Plant of the Month for January 2014

Penstemon albertinus
Penstemon albertinus

Description and General Information:

Penstemon albertinus is native to Alberta, British Columbia, Idaho and Montana, growing on dry rocky fields and slopes of the Rocky Mountains within this region. It is a plant that has clustered stems arising from woody root crowns. The glossy, deep green leave sare evergreen and often turn purplish in winter. The stems are typically are 20 cm tall but may grow up to 40 cm. Bright blue flowers grow at the tips of the stems.
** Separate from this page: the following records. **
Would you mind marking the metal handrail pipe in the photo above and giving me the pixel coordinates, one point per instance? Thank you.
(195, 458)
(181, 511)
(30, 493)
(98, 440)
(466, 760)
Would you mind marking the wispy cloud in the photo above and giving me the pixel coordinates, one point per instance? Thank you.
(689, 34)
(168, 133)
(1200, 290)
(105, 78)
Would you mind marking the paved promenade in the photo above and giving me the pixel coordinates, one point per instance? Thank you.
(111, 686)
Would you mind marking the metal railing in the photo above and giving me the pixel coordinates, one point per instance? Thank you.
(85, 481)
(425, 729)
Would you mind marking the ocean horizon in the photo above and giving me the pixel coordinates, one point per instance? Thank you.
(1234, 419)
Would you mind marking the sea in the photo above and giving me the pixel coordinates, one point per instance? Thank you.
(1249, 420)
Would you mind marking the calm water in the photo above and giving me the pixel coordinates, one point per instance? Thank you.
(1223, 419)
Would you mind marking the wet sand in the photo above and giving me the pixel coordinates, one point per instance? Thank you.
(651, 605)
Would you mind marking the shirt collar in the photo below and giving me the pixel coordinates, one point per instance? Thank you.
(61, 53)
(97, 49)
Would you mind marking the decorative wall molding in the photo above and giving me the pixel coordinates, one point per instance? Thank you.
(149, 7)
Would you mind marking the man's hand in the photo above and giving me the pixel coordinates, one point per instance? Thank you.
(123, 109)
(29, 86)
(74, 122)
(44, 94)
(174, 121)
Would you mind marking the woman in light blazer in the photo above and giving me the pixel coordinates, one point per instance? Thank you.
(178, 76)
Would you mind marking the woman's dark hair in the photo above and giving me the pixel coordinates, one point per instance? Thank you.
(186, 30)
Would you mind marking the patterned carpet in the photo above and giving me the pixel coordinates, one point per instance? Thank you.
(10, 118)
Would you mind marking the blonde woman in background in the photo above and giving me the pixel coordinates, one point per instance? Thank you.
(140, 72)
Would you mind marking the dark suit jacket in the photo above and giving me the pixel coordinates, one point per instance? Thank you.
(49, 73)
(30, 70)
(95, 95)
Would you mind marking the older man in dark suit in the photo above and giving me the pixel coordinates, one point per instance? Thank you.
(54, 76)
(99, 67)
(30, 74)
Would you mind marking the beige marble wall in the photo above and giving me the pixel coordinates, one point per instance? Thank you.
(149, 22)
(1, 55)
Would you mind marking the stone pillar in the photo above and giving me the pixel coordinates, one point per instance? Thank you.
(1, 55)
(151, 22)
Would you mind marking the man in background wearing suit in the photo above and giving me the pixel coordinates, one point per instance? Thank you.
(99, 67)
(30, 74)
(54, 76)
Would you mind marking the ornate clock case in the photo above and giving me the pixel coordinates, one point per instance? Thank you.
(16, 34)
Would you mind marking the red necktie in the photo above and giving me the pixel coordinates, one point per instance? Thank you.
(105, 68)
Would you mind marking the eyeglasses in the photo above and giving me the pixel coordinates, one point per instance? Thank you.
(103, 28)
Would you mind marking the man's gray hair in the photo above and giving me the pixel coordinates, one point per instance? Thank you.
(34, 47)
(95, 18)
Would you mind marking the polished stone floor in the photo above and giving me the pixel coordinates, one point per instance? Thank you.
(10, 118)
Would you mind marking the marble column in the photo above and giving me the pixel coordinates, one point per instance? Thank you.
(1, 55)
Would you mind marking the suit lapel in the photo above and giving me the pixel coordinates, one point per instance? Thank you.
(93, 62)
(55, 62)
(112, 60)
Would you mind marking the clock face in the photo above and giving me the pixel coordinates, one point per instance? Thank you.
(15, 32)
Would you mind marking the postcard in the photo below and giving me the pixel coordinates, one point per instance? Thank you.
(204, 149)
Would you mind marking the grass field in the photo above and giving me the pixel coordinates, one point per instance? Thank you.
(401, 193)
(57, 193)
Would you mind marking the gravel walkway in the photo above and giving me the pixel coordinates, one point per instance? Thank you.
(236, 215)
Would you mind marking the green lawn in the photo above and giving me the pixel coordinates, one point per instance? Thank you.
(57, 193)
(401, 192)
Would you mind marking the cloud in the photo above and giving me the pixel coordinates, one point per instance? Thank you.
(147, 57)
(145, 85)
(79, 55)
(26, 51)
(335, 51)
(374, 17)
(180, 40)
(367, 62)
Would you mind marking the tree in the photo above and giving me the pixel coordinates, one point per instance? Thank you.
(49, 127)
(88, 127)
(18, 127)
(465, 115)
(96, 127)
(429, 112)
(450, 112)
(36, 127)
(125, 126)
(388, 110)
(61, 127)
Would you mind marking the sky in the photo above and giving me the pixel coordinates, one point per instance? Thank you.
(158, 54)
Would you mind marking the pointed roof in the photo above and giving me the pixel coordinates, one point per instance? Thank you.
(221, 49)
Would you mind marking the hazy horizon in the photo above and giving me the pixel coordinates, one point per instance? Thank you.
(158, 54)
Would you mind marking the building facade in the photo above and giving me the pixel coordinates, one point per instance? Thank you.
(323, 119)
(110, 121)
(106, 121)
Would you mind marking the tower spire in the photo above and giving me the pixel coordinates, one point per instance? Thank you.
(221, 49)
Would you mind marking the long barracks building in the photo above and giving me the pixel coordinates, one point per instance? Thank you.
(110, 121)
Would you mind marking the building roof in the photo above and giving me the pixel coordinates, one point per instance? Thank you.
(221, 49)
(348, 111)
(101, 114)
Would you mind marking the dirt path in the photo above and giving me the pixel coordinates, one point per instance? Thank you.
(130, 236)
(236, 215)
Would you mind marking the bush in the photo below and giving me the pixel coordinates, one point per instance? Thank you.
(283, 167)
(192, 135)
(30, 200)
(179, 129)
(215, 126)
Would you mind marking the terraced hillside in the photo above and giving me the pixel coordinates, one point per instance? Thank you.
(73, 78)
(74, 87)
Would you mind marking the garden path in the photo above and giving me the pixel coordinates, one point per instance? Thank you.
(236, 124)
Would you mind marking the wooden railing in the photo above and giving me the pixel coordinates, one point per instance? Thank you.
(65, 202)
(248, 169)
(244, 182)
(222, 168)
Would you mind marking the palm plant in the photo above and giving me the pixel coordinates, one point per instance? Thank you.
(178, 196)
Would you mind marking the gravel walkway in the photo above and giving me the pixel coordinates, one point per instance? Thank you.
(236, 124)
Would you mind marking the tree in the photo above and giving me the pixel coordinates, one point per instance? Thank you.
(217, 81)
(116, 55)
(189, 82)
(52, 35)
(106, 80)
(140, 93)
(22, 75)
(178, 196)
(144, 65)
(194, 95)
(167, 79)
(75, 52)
Flowers are tubular, 15-20 mm long and produced in a candelabra-effect.

Cultivation:

While hardy through zone 3, plants do appreciate some snow-cover during the winter to help prevent desiccation of their evergreen leaves.  Full sun and well-drained soil is a must.  In the wild, they often grow on limestone rocks but in cultivation, they are tolerant of some soil acidity.  This penstemon is not as tolerant of drought as many of this genus.  It is one of the easier penstemon to grow in the northeast of North America.

Blooming Period:

In the wild, this species blooms in June and July.

Propagation:

Seed, division, cuttings

Seed:

Seeds need a stratification period of at least 8 weeks for maximum germination. Alternatively, you can sow seeds in fall and leave outside for the winter.

Division:

Large plants can be dug and divided in early spring or late summer.

Cuttings:

A piece of rhizome with a non-flowering rosette of leaves will generally root quite easily if taken in spring.